Jakarta, denting.id – Sorotan tajam kembali diarahkan ke Direktorat Jenderal Imigrasi. Kali ini, Komisi XIII DPR RI meminta lembaga tersebut membuka tabir transparansi terkait proses Surat Dukungan Utama Working and Holiday Visa (SDUWHV) yang menuai keluhan dari banyak peserta.
Wakil Ketua Komisi XIII Dewi Asmara menegaskan bahwa persoalan SDUWHV bukan sekadar administratif, melainkan menyangkut rasa keadilan generasi muda yang sedang memperjuangkan hak mereka.
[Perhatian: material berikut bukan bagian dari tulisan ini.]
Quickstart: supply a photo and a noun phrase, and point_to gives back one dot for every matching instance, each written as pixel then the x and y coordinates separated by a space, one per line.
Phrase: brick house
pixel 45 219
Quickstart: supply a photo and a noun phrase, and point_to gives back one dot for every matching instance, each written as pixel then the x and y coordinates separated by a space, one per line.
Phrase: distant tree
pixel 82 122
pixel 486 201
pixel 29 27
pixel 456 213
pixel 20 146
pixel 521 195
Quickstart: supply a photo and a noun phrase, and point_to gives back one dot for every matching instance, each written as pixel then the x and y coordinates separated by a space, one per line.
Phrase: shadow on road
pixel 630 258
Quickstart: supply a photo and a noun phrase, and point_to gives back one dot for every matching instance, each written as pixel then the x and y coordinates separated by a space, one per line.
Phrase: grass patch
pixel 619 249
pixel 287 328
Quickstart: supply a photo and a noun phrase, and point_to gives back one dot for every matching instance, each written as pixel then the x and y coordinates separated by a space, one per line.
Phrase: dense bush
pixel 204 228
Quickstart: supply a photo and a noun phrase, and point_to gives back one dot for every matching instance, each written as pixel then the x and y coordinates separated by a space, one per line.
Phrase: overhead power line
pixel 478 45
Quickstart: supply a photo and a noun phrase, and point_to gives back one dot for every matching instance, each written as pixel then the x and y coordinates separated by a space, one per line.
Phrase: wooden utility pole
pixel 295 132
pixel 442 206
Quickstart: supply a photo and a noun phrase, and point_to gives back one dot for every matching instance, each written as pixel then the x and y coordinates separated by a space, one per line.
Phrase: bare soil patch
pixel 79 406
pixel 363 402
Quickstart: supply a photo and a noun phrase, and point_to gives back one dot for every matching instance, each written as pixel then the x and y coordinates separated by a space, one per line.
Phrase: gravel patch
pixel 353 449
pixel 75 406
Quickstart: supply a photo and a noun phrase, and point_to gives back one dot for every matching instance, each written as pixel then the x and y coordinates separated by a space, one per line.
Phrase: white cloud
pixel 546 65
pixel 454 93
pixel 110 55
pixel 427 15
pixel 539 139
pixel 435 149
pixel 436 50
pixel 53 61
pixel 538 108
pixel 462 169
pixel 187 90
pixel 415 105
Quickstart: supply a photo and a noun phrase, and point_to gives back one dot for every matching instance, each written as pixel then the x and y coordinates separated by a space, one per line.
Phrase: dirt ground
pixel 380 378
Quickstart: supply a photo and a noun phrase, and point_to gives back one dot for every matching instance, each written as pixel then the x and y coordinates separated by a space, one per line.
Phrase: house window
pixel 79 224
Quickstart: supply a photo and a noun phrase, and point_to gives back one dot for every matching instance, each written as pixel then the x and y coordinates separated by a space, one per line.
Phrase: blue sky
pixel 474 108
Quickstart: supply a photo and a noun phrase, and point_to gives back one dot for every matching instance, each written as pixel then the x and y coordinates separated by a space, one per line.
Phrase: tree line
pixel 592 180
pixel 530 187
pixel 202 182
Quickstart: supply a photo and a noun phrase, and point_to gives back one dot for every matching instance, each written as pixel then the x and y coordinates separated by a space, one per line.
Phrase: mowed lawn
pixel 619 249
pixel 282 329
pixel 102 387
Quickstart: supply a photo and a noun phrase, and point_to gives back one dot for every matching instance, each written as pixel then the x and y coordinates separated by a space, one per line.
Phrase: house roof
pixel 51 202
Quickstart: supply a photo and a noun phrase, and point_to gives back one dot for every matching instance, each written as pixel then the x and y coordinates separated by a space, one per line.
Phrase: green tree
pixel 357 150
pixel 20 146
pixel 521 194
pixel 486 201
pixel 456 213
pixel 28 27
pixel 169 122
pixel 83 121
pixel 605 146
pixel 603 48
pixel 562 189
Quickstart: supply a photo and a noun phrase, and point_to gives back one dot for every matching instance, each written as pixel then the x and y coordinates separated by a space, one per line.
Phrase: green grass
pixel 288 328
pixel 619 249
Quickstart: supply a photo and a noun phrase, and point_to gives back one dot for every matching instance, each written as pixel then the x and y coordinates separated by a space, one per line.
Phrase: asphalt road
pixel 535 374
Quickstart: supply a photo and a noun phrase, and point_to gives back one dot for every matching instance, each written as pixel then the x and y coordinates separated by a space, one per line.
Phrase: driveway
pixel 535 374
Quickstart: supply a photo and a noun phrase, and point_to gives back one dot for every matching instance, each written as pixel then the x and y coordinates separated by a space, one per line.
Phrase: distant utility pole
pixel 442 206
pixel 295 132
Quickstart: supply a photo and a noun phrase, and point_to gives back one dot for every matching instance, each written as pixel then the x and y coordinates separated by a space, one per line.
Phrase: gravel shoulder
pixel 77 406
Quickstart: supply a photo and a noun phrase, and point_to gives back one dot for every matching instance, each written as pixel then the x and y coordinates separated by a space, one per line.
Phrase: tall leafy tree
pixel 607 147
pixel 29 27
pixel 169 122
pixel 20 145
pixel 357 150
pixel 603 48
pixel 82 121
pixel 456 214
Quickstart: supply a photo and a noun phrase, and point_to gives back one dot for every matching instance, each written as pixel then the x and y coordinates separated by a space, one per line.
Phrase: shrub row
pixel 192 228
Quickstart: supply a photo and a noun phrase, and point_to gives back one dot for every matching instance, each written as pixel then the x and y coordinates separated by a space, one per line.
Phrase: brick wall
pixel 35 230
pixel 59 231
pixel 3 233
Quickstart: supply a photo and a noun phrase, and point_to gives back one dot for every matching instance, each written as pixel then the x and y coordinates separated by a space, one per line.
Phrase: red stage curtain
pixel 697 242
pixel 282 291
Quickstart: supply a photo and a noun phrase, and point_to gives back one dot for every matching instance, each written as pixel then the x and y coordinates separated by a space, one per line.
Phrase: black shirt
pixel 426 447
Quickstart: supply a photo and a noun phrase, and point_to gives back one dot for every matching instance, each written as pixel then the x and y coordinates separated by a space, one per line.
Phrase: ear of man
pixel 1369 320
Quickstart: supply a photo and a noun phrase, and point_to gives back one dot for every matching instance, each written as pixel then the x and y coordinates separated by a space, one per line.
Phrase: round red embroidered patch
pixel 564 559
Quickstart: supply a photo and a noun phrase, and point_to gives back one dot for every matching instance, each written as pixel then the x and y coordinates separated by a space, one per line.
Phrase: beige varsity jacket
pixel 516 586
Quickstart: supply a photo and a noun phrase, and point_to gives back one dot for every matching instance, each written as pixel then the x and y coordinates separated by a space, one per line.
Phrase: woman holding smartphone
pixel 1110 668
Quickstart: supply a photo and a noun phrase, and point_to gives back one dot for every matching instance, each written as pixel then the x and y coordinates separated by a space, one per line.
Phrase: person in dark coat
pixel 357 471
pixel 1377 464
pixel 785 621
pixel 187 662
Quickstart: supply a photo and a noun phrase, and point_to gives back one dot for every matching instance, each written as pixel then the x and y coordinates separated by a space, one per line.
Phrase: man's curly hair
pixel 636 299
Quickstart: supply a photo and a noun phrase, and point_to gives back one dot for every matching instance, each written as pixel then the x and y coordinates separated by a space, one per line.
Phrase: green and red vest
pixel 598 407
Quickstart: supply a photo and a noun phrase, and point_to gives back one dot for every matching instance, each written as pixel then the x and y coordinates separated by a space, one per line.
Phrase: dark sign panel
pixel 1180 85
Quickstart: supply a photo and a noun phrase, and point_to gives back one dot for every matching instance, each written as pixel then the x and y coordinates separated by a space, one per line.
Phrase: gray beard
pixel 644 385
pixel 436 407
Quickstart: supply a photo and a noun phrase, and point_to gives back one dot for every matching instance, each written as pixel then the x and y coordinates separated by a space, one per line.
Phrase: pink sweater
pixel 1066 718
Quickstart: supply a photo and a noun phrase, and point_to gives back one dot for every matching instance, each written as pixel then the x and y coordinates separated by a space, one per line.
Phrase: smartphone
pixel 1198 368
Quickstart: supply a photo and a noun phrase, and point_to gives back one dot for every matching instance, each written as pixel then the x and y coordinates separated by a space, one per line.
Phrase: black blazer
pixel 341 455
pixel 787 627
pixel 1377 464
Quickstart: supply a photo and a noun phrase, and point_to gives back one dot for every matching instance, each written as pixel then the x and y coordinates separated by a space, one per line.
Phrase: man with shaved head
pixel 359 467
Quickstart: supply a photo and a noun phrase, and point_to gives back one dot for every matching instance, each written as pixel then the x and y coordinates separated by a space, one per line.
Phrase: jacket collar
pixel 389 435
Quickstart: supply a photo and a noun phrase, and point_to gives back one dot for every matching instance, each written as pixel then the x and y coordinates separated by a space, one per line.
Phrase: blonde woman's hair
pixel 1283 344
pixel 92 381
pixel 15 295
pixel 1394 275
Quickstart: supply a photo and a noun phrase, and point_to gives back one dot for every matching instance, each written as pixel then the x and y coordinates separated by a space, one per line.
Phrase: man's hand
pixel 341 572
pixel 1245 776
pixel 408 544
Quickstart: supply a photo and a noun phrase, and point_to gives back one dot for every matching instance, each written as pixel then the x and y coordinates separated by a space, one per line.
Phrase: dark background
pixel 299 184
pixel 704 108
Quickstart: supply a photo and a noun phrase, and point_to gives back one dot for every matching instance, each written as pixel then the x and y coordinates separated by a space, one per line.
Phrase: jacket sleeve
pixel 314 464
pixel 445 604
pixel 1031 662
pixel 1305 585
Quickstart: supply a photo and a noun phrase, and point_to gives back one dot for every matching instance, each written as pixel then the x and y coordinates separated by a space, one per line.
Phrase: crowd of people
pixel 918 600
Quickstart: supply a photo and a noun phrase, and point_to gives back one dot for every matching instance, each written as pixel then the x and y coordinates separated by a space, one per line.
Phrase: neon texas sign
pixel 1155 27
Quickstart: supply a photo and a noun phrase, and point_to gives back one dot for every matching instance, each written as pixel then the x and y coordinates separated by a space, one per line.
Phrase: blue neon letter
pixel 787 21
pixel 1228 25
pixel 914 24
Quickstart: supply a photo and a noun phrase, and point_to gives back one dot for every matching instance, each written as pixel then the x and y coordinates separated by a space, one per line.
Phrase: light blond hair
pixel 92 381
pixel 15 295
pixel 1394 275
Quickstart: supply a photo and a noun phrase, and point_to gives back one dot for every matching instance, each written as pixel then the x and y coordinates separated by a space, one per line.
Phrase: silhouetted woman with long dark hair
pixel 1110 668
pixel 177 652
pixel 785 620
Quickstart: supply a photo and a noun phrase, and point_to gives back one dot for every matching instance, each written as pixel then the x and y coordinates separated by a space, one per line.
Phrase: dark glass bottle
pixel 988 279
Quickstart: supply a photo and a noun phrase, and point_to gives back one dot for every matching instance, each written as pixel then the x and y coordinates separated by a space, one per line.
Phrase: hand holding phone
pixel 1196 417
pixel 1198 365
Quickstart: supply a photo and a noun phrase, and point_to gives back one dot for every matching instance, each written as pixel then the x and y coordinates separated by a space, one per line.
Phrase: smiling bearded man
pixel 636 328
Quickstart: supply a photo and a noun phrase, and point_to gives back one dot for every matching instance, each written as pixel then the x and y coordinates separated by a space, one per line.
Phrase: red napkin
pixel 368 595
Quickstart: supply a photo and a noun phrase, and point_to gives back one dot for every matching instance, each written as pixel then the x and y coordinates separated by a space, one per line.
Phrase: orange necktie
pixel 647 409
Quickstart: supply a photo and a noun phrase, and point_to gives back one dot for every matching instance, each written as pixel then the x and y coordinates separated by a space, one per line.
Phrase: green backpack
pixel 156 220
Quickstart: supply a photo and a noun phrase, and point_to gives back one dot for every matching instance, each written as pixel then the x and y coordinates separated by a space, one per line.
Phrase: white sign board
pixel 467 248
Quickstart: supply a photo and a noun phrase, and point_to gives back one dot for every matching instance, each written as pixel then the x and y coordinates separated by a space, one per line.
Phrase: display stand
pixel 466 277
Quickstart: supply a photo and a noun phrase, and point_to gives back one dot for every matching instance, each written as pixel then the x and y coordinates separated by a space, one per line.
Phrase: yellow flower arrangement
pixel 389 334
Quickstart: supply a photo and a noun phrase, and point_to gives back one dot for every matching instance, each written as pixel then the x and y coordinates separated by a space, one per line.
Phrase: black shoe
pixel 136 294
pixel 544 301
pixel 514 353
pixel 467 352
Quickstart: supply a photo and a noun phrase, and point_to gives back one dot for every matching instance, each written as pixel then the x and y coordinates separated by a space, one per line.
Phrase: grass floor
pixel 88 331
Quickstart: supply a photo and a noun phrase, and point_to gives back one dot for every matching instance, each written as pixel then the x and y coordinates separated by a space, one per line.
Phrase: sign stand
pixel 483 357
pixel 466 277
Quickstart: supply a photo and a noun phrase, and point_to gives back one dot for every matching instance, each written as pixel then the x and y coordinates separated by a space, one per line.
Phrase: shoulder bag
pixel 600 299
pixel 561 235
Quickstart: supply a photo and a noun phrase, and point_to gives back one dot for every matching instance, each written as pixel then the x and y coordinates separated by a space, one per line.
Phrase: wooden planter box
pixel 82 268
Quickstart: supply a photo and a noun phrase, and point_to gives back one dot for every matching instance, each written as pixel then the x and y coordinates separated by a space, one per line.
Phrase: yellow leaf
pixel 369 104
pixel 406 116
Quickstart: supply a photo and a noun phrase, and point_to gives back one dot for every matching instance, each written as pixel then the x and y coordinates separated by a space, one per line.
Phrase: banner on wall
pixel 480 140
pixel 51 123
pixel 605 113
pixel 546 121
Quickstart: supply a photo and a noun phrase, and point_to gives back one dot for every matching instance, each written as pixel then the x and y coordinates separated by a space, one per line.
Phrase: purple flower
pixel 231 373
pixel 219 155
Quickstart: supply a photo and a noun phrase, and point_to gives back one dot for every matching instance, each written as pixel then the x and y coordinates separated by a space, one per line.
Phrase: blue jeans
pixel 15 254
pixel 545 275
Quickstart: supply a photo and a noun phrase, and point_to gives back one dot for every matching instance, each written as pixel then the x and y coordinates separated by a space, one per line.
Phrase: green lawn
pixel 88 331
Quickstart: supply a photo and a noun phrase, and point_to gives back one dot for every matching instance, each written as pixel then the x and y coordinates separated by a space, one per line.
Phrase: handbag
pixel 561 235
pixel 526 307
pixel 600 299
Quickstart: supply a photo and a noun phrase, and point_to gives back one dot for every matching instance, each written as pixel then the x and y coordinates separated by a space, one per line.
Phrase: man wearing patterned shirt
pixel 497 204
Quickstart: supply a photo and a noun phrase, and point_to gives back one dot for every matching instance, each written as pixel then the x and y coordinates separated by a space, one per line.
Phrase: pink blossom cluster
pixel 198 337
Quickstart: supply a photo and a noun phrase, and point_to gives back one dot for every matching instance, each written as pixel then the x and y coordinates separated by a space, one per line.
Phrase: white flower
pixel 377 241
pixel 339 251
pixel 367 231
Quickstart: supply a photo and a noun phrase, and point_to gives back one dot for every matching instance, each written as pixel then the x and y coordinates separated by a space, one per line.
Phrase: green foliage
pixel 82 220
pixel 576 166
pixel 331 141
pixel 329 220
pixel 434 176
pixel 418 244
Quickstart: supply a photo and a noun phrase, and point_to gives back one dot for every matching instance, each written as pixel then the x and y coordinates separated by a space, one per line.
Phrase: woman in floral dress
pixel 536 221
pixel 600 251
Ia menilai komunikasi satu arah melalui sistem digital justru memperbesar ketidakpastian.
“Kalau ini dibiarkan tidak terjawab, kepercayaan mereka terhadap pemerintah terutama layanan keimigrasian—akan turun,” ujar Dewi saat rapat di Kompleks Parlemen, Jakarta, Senin.
Dewi juga menyoroti berbagai gangguan teknis, termasuk perubahan mendadak jadwal pembukaan sistem yang bertepatan dengan waktu salat Jumat, hingga kebijakan yang tiba-tiba berubah tanpa pemberitahuan jelas. Menurutnya, situasi ini berdampak besar bagi peserta yang harus mengeluarkan biaya tambahan untuk mengikuti proses.
Ia mencontohkan perubahan nilai skor dan nominal biaya pendaftaran yang justru berubah pada hari pelaksanaan. Dampaknya, kata Dewi, dirasakan paling berat oleh peserta dari daerah.
“Perbedaan lebih dari Rp5 juta itu bukan hal kecil. Bagi putra daerah, mereka bisa sampai harus jual sapi,” tegasnya.
Dewi menambahkan bahwa syarat dan ketentuan seharusnya diumumkan dengan pasti dan tidak boleh diubah saat proses sedang berjalan. Di hadapan perwakilan peserta SDUWHV yang turut hadir, ia menegaskan agar Imigrasi memberikan penjelasan terbuka dan jujur, bukan jawaban normatif yang sering muncul di rapat formal.
“Ini bukan sekadar isu viral di TikTok. Mereka sudah menyampaikan aspirasi secara resmi. Tugas kami membawa aspirasi itu dengan sebenar-benarnya, bukan dengan laporan standar rapat kerja,” katanya.
Komisi XIII menegaskan bahwa kejelasan prosedur dan transparansi merupakan kewajiban negara, terlebih ketika menyangkut masa depan generasi muda.